Farmers’ organisation Agri Eastern Cape had their annual congress recently and it showed how, more than ever, ordinary South Africans are working together to solve problems and transform our land.
Held under the theme of “Agriculture Unites Us”, the congress saw farmers, traditional leaders and the South African Police Service coming together to drive agricultural development and fight rural crime.
Speaking on the final day of the congress, Eastern Cape police commissioner Lieutenant-General Liziwe Ntshinga promised her support for Agri EC’s efforts to prevent and solve crime through the introduction of security cameras on rural roads. These monitored cameras currently cover 13 local municipalities, aiding the police’s crime-fighting efforts and benefiting the surrounding communities.
“I am the daughter of a farmworker. I am what I am today because of farmers,” said Ntshinga, adding that she was committed to fighting stock theft, which costs the province’s farmers over R200 million annually.
She said the specialised stock theft unit did not have enough personnel but that working together with farmers to share information and resources could help to overcome challenges.
Ntshinga praised the example of commercial farmers along the Lesotho border, who donated 40 horses for reservist patrols in the area.
Agri South Africa president Dan Kriek said there was no replacement for a well-managed farmers’ association in securing the sector’s future and encouraged delegates to stay positive. “We are the best organised NGO in the country, with a footprint in every town in SA. We are not weak. But we must speak responsibly because we speak on behalf of the whole value chain.”
He said the greatest risk for farmers was not politics, but economics and profitability and he urged delegates not to lose focus in driving the sustainability of the sector.
The two-day congress also saw organised agriculture and traditional leaders committing to initiating agricultural development at an unprecedented scale as a means to sustainable land reform in the Eastern Cape.
The 128 delegates voted unanimously in favour of supporting a mandate to get vast tracts of unproductive land back into production in the Alfred Nzo district, which is also the poorest in South Africa.
In his opening address, Agri EC president Doug Stern described the initiative as the single biggest economic initiative to be embarked upon in the Eastern Cape, adding that key projects were ready for implementation within 90 days, subject to funding.
Presenting a united front, Stern introduced Xolile Ngqameni as chairman of the newly formed Eastern Cape Organised Agricultural Leadership (ECOAL), which represents an association between Agri EC and several black farmers’ associations aimed at tackling sector matters at provincial level.
“We are committed to forging ahead.
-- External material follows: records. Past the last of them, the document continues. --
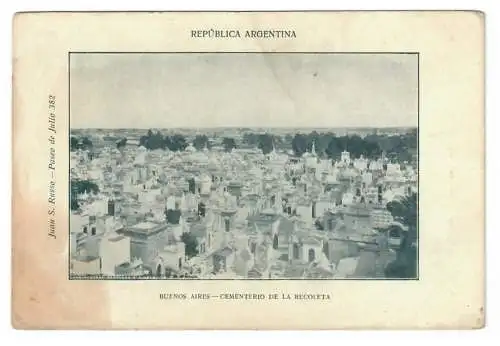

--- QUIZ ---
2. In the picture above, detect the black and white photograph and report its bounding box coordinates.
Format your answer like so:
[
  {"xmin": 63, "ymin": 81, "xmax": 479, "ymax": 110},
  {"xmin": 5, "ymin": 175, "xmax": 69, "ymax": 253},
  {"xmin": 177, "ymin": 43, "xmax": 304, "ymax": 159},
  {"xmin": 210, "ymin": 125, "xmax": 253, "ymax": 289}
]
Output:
[{"xmin": 69, "ymin": 52, "xmax": 419, "ymax": 280}]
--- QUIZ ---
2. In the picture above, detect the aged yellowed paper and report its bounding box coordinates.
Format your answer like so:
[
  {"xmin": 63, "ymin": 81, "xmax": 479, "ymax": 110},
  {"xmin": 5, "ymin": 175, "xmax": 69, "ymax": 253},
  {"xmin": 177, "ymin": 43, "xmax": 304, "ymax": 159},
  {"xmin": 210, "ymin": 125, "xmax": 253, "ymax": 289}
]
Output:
[{"xmin": 12, "ymin": 11, "xmax": 484, "ymax": 329}]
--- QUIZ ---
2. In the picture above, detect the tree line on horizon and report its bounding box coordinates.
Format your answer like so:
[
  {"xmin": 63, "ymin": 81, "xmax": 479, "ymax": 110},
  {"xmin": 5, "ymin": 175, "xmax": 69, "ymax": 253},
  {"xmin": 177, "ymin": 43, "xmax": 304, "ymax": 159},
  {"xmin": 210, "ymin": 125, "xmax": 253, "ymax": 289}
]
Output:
[
  {"xmin": 70, "ymin": 128, "xmax": 417, "ymax": 163},
  {"xmin": 70, "ymin": 136, "xmax": 94, "ymax": 151}
]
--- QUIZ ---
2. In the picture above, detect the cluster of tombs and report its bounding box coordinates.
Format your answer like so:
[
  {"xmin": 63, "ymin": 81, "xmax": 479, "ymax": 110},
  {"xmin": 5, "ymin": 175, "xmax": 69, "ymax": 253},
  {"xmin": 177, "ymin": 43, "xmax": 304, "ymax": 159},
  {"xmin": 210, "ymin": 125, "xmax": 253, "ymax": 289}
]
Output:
[{"xmin": 70, "ymin": 139, "xmax": 416, "ymax": 279}]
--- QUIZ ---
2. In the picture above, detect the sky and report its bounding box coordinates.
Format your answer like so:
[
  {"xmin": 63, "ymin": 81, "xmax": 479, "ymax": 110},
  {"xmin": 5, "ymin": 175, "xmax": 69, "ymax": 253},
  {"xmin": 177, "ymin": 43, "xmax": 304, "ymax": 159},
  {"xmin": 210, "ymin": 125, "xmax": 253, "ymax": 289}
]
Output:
[{"xmin": 70, "ymin": 53, "xmax": 418, "ymax": 129}]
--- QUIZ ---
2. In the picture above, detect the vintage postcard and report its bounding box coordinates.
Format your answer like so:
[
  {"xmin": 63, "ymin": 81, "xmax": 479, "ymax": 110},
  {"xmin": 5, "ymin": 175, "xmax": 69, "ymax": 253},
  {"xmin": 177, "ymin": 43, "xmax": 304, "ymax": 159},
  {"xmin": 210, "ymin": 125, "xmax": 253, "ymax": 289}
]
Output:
[{"xmin": 12, "ymin": 11, "xmax": 484, "ymax": 329}]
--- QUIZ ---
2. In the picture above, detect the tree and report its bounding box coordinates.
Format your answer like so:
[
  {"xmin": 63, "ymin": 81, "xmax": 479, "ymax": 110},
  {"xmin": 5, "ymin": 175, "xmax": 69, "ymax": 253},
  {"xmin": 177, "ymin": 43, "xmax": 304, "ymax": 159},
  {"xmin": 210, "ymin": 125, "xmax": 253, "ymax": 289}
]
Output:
[
  {"xmin": 69, "ymin": 136, "xmax": 93, "ymax": 151},
  {"xmin": 181, "ymin": 232, "xmax": 199, "ymax": 258},
  {"xmin": 384, "ymin": 260, "xmax": 408, "ymax": 278},
  {"xmin": 163, "ymin": 135, "xmax": 172, "ymax": 150},
  {"xmin": 243, "ymin": 132, "xmax": 259, "ymax": 146},
  {"xmin": 384, "ymin": 243, "xmax": 417, "ymax": 279},
  {"xmin": 139, "ymin": 135, "xmax": 148, "ymax": 147},
  {"xmin": 385, "ymin": 193, "xmax": 418, "ymax": 279},
  {"xmin": 139, "ymin": 130, "xmax": 176, "ymax": 151},
  {"xmin": 193, "ymin": 135, "xmax": 209, "ymax": 151},
  {"xmin": 316, "ymin": 133, "xmax": 333, "ymax": 157},
  {"xmin": 386, "ymin": 193, "xmax": 417, "ymax": 230},
  {"xmin": 384, "ymin": 135, "xmax": 405, "ymax": 157},
  {"xmin": 222, "ymin": 137, "xmax": 237, "ymax": 152},
  {"xmin": 70, "ymin": 198, "xmax": 80, "ymax": 211},
  {"xmin": 363, "ymin": 141, "xmax": 382, "ymax": 159},
  {"xmin": 167, "ymin": 134, "xmax": 188, "ymax": 151},
  {"xmin": 257, "ymin": 134, "xmax": 274, "ymax": 155},
  {"xmin": 116, "ymin": 137, "xmax": 127, "ymax": 149},
  {"xmin": 336, "ymin": 135, "xmax": 349, "ymax": 153},
  {"xmin": 70, "ymin": 179, "xmax": 99, "ymax": 211},
  {"xmin": 325, "ymin": 136, "xmax": 342, "ymax": 160},
  {"xmin": 70, "ymin": 136, "xmax": 79, "ymax": 151},
  {"xmin": 346, "ymin": 135, "xmax": 365, "ymax": 158},
  {"xmin": 405, "ymin": 128, "xmax": 418, "ymax": 149},
  {"xmin": 71, "ymin": 180, "xmax": 100, "ymax": 195},
  {"xmin": 146, "ymin": 131, "xmax": 164, "ymax": 150},
  {"xmin": 81, "ymin": 137, "xmax": 93, "ymax": 150},
  {"xmin": 291, "ymin": 134, "xmax": 308, "ymax": 156}
]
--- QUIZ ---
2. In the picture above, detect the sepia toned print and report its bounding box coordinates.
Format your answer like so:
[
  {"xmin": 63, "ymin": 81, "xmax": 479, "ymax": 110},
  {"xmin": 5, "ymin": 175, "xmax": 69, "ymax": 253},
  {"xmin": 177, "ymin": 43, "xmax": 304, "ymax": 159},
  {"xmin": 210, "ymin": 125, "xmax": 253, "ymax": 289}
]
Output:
[{"xmin": 69, "ymin": 53, "xmax": 418, "ymax": 280}]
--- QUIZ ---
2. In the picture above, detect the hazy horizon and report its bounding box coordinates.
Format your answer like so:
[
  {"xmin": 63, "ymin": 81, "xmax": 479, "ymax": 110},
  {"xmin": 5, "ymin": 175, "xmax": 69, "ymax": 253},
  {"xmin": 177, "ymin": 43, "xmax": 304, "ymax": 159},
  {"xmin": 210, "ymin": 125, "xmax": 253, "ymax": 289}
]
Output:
[
  {"xmin": 70, "ymin": 125, "xmax": 418, "ymax": 130},
  {"xmin": 70, "ymin": 53, "xmax": 418, "ymax": 129}
]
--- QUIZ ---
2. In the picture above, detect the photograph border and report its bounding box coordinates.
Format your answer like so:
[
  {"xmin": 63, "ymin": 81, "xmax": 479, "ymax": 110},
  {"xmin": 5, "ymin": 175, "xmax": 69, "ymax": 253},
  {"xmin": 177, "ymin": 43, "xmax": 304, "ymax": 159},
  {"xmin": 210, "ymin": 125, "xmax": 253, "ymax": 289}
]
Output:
[{"xmin": 68, "ymin": 51, "xmax": 420, "ymax": 281}]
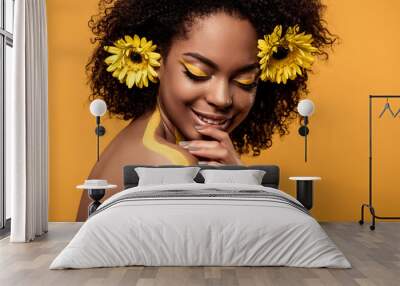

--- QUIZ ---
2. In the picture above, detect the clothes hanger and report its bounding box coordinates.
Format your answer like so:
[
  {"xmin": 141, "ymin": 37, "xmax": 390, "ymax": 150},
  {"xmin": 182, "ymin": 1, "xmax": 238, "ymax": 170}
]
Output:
[
  {"xmin": 378, "ymin": 98, "xmax": 395, "ymax": 118},
  {"xmin": 393, "ymin": 106, "xmax": 400, "ymax": 118}
]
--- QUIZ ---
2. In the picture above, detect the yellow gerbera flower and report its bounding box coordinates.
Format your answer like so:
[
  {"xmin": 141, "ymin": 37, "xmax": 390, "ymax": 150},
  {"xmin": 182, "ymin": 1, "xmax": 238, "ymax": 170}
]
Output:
[
  {"xmin": 104, "ymin": 35, "xmax": 161, "ymax": 89},
  {"xmin": 257, "ymin": 25, "xmax": 318, "ymax": 84}
]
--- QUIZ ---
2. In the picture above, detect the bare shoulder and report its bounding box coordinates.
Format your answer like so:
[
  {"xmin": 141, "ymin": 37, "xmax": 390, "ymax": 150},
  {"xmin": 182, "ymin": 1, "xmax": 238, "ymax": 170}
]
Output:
[{"xmin": 88, "ymin": 117, "xmax": 198, "ymax": 184}]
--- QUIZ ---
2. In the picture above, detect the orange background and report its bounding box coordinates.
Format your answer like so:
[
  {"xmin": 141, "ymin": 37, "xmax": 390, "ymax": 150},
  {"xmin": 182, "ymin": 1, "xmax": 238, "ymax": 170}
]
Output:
[{"xmin": 47, "ymin": 0, "xmax": 400, "ymax": 221}]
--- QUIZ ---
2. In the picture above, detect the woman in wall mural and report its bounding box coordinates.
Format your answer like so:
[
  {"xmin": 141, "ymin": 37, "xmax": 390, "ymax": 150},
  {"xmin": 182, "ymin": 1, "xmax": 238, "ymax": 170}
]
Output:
[{"xmin": 77, "ymin": 0, "xmax": 335, "ymax": 220}]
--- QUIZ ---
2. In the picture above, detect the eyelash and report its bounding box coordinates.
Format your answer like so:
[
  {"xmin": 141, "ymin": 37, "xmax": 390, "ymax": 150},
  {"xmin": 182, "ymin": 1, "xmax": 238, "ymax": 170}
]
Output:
[
  {"xmin": 183, "ymin": 69, "xmax": 257, "ymax": 91},
  {"xmin": 235, "ymin": 81, "xmax": 258, "ymax": 91}
]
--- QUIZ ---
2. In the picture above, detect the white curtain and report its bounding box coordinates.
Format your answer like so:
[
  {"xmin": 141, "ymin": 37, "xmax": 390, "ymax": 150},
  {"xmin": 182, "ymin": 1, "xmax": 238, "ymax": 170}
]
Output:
[{"xmin": 7, "ymin": 0, "xmax": 49, "ymax": 242}]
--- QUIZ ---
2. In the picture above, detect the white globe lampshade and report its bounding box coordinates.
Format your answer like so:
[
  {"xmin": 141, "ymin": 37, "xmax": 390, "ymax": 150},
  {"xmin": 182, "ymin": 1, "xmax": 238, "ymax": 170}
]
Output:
[
  {"xmin": 90, "ymin": 99, "xmax": 107, "ymax": 117},
  {"xmin": 297, "ymin": 99, "xmax": 315, "ymax": 117}
]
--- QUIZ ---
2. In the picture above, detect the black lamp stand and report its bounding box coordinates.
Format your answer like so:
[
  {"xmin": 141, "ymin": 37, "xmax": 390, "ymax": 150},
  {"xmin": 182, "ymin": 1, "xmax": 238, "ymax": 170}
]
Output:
[
  {"xmin": 298, "ymin": 116, "xmax": 310, "ymax": 162},
  {"xmin": 95, "ymin": 116, "xmax": 106, "ymax": 162}
]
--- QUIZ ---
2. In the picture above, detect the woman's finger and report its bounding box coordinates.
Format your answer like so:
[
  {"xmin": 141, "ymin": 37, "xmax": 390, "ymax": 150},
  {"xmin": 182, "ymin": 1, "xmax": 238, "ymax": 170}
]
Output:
[
  {"xmin": 179, "ymin": 140, "xmax": 219, "ymax": 150},
  {"xmin": 187, "ymin": 146, "xmax": 242, "ymax": 165},
  {"xmin": 186, "ymin": 146, "xmax": 228, "ymax": 160},
  {"xmin": 194, "ymin": 125, "xmax": 231, "ymax": 143}
]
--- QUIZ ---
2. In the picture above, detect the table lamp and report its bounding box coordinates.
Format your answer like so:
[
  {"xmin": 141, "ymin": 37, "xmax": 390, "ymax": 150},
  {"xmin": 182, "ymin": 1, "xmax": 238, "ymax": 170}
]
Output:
[
  {"xmin": 89, "ymin": 99, "xmax": 107, "ymax": 162},
  {"xmin": 297, "ymin": 99, "xmax": 315, "ymax": 162}
]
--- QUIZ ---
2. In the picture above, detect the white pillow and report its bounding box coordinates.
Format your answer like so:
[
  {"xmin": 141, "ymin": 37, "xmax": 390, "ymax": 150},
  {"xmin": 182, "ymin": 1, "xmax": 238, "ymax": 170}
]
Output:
[
  {"xmin": 135, "ymin": 167, "xmax": 200, "ymax": 186},
  {"xmin": 200, "ymin": 169, "xmax": 266, "ymax": 185}
]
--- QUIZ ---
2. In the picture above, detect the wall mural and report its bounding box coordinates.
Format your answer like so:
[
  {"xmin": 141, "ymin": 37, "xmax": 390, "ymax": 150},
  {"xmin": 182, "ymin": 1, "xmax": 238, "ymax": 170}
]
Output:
[{"xmin": 75, "ymin": 0, "xmax": 335, "ymax": 221}]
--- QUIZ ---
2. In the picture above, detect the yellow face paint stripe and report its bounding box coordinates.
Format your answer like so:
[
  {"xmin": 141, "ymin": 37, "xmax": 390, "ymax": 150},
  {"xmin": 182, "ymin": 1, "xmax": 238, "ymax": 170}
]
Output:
[
  {"xmin": 175, "ymin": 129, "xmax": 184, "ymax": 145},
  {"xmin": 143, "ymin": 107, "xmax": 190, "ymax": 165}
]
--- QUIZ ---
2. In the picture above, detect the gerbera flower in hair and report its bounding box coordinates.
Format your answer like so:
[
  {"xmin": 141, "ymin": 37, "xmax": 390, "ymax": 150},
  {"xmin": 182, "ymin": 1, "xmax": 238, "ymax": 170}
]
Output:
[
  {"xmin": 104, "ymin": 35, "xmax": 161, "ymax": 89},
  {"xmin": 257, "ymin": 25, "xmax": 318, "ymax": 84}
]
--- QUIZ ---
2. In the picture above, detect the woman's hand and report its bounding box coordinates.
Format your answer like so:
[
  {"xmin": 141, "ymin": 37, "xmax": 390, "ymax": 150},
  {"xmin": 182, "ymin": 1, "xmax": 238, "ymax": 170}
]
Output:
[{"xmin": 178, "ymin": 125, "xmax": 243, "ymax": 165}]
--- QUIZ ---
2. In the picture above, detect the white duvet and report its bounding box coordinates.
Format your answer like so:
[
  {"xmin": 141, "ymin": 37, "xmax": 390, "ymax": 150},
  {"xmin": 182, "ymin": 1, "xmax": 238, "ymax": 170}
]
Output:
[{"xmin": 50, "ymin": 183, "xmax": 351, "ymax": 269}]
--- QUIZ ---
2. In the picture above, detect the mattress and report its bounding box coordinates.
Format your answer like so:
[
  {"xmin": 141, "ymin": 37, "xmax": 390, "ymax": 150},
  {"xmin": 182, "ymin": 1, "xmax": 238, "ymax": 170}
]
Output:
[{"xmin": 50, "ymin": 183, "xmax": 351, "ymax": 269}]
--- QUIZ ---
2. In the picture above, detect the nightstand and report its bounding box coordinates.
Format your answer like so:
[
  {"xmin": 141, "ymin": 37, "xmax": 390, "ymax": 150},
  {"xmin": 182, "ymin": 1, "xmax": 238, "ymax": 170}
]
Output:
[
  {"xmin": 77, "ymin": 180, "xmax": 117, "ymax": 216},
  {"xmin": 289, "ymin": 176, "xmax": 321, "ymax": 210}
]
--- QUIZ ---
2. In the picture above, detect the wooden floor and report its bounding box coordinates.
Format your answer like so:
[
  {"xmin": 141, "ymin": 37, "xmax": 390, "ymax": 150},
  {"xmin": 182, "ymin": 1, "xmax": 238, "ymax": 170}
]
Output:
[{"xmin": 0, "ymin": 222, "xmax": 399, "ymax": 286}]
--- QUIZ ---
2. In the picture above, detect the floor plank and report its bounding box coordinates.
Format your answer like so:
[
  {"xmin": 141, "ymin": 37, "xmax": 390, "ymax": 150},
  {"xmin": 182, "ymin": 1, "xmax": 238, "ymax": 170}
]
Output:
[{"xmin": 0, "ymin": 222, "xmax": 399, "ymax": 286}]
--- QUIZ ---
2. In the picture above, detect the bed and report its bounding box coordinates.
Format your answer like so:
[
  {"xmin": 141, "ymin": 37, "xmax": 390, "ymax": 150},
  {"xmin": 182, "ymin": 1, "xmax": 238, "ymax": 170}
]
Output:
[{"xmin": 50, "ymin": 165, "xmax": 351, "ymax": 269}]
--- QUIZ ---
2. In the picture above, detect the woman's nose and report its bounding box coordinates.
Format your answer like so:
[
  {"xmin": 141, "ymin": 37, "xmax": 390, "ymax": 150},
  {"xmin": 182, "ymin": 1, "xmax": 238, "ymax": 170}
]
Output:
[{"xmin": 205, "ymin": 79, "xmax": 233, "ymax": 109}]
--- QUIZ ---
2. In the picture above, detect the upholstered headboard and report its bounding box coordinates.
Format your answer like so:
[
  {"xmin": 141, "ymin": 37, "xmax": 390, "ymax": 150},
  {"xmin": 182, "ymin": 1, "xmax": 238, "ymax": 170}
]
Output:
[{"xmin": 123, "ymin": 165, "xmax": 280, "ymax": 189}]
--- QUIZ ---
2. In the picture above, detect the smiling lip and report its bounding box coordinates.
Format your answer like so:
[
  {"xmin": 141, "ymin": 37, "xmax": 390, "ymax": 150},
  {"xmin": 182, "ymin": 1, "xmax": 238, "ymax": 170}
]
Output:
[{"xmin": 191, "ymin": 108, "xmax": 232, "ymax": 130}]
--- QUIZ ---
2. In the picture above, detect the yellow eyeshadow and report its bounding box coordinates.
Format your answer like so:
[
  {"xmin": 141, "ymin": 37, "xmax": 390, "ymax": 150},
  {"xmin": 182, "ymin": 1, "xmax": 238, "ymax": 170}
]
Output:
[
  {"xmin": 235, "ymin": 78, "xmax": 255, "ymax": 85},
  {"xmin": 180, "ymin": 59, "xmax": 209, "ymax": 77}
]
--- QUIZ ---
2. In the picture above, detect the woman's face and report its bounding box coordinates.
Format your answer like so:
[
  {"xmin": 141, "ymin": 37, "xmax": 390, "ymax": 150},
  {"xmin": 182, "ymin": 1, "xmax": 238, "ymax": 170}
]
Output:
[{"xmin": 157, "ymin": 12, "xmax": 259, "ymax": 140}]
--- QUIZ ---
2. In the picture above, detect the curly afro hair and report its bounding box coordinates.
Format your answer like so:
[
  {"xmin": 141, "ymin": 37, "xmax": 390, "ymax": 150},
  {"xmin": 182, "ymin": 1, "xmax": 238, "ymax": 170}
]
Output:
[{"xmin": 86, "ymin": 0, "xmax": 336, "ymax": 156}]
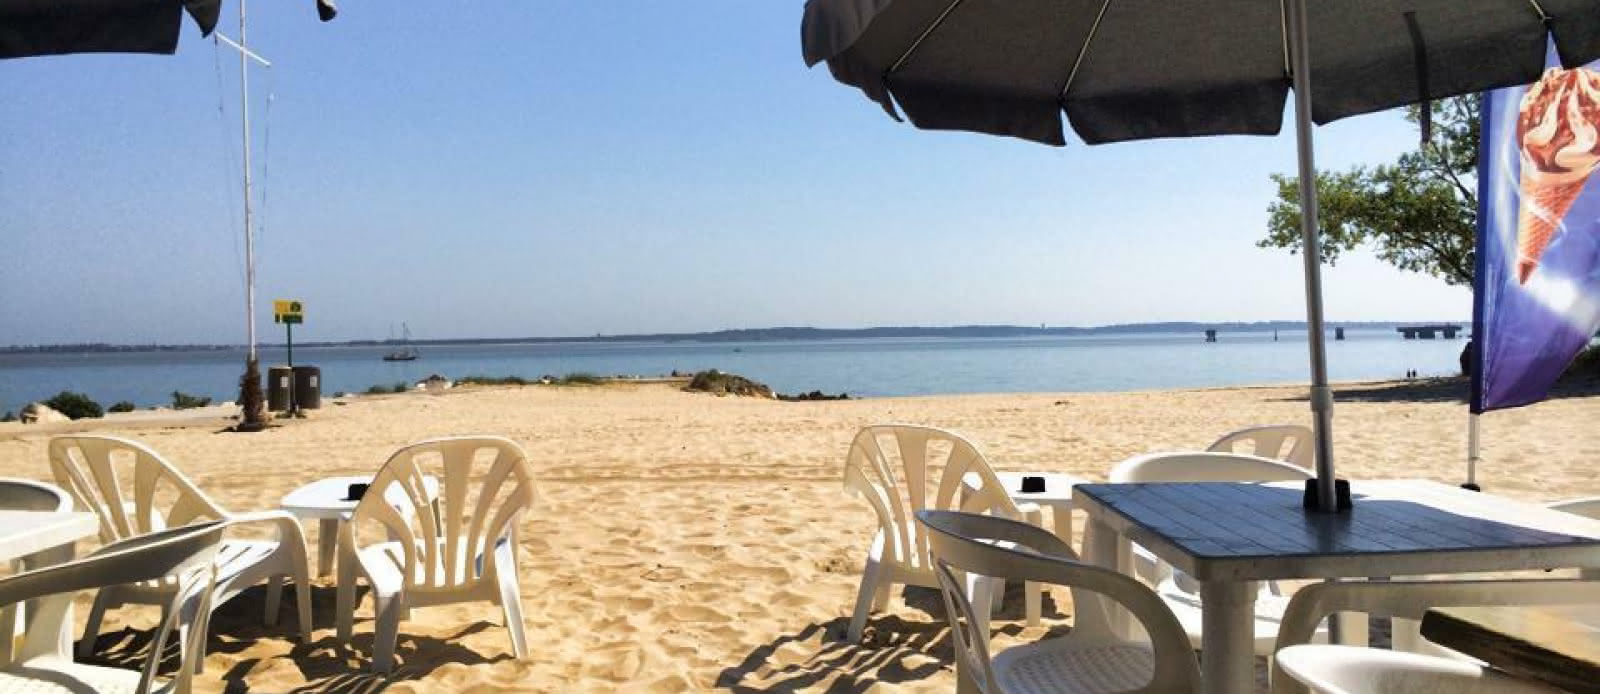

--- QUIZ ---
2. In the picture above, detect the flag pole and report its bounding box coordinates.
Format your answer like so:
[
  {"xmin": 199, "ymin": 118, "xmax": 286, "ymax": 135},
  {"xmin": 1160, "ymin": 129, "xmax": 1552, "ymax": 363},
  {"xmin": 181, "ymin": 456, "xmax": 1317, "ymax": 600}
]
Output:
[{"xmin": 1464, "ymin": 413, "xmax": 1482, "ymax": 491}]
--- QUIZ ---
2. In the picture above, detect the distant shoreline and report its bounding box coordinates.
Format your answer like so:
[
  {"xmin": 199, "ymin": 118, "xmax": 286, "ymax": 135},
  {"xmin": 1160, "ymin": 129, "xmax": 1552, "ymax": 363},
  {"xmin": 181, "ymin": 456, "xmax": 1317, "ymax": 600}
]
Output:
[{"xmin": 1, "ymin": 320, "xmax": 1459, "ymax": 355}]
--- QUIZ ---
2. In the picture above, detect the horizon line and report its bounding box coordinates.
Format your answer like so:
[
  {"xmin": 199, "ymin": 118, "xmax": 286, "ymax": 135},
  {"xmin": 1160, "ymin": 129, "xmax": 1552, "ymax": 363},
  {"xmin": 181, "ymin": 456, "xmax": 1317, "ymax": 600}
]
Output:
[{"xmin": 3, "ymin": 319, "xmax": 1469, "ymax": 352}]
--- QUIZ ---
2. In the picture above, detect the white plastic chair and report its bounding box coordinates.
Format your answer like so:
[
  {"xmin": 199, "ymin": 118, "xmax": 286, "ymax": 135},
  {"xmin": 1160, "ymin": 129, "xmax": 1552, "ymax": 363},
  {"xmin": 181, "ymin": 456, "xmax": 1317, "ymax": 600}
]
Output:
[
  {"xmin": 1270, "ymin": 578, "xmax": 1600, "ymax": 694},
  {"xmin": 842, "ymin": 425, "xmax": 1025, "ymax": 643},
  {"xmin": 0, "ymin": 521, "xmax": 225, "ymax": 694},
  {"xmin": 917, "ymin": 509, "xmax": 1203, "ymax": 694},
  {"xmin": 47, "ymin": 435, "xmax": 312, "ymax": 660},
  {"xmin": 0, "ymin": 478, "xmax": 73, "ymax": 665},
  {"xmin": 1276, "ymin": 645, "xmax": 1559, "ymax": 694},
  {"xmin": 335, "ymin": 436, "xmax": 536, "ymax": 672},
  {"xmin": 1109, "ymin": 451, "xmax": 1326, "ymax": 655},
  {"xmin": 1206, "ymin": 425, "xmax": 1315, "ymax": 469}
]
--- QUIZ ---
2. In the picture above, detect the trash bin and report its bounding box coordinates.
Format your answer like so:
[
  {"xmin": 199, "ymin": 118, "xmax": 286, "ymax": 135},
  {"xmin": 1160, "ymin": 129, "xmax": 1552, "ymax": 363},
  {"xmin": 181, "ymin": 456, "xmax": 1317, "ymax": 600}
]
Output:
[
  {"xmin": 292, "ymin": 365, "xmax": 322, "ymax": 410},
  {"xmin": 267, "ymin": 366, "xmax": 293, "ymax": 412}
]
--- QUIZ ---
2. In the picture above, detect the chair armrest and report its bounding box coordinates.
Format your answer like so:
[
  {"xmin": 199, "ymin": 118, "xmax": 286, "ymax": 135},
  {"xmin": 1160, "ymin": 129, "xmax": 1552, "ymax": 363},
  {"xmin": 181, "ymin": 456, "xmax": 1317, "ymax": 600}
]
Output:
[{"xmin": 222, "ymin": 510, "xmax": 310, "ymax": 548}]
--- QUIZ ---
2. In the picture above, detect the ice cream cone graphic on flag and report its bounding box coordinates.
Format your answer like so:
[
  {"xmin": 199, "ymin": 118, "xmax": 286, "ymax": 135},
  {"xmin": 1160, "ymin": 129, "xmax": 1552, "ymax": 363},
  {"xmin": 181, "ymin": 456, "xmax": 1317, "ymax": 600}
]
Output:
[{"xmin": 1515, "ymin": 66, "xmax": 1600, "ymax": 284}]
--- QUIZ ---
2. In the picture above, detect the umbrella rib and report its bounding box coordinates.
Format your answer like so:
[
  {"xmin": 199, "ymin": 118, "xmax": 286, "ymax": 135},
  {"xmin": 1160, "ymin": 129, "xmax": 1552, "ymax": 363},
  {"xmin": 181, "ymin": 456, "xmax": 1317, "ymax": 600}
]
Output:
[
  {"xmin": 1279, "ymin": 0, "xmax": 1291, "ymax": 77},
  {"xmin": 1059, "ymin": 0, "xmax": 1113, "ymax": 99},
  {"xmin": 888, "ymin": 0, "xmax": 966, "ymax": 74},
  {"xmin": 1525, "ymin": 0, "xmax": 1551, "ymax": 23}
]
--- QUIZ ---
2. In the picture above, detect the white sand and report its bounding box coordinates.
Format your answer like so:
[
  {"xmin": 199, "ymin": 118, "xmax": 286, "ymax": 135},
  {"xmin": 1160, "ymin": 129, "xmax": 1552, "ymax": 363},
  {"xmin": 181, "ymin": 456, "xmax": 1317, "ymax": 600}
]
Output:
[{"xmin": 0, "ymin": 380, "xmax": 1595, "ymax": 692}]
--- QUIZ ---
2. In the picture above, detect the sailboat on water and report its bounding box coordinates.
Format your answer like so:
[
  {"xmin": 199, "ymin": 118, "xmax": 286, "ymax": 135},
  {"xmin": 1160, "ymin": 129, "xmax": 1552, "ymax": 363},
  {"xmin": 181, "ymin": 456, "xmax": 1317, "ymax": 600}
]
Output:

We are the architects of our own destiny as farmers in this province,” said Ngqameni.
King Madzikane II Diko of the Kwabhaca traditional council in the Alfred Nzo district welcomed the partnership as a means to addressing the high unemployment rate in the region.
“Land lies unused and there is so much potential. Whether or not there is government support, we are going to do this, said Diko, adding that one of the projects was already at an advanced stage.
“The time for suspicion is gone. We need to speak positively if we are going to change the country.”
Chief Khomotsoana Lebenya of the Bakoena traditional council near Matatiele, said his area was fertile with good rainfall and had the potential to become the breadbasket of the Eastern Cape, but that the local people lacked the capacity to develop it.
“Partnering with organised agriculture, we believe that they will assist us to get funding, but we don’t want to live with handouts. We want to work the land. “
The congress also saw the announcement of the Eastern Cape Young Farmer of the Year, Tarkastad sheep farmer Matthew Morgan, who will represent the province at the national competition later this year. Peter Cloete was elected as vice-president of Agri EC.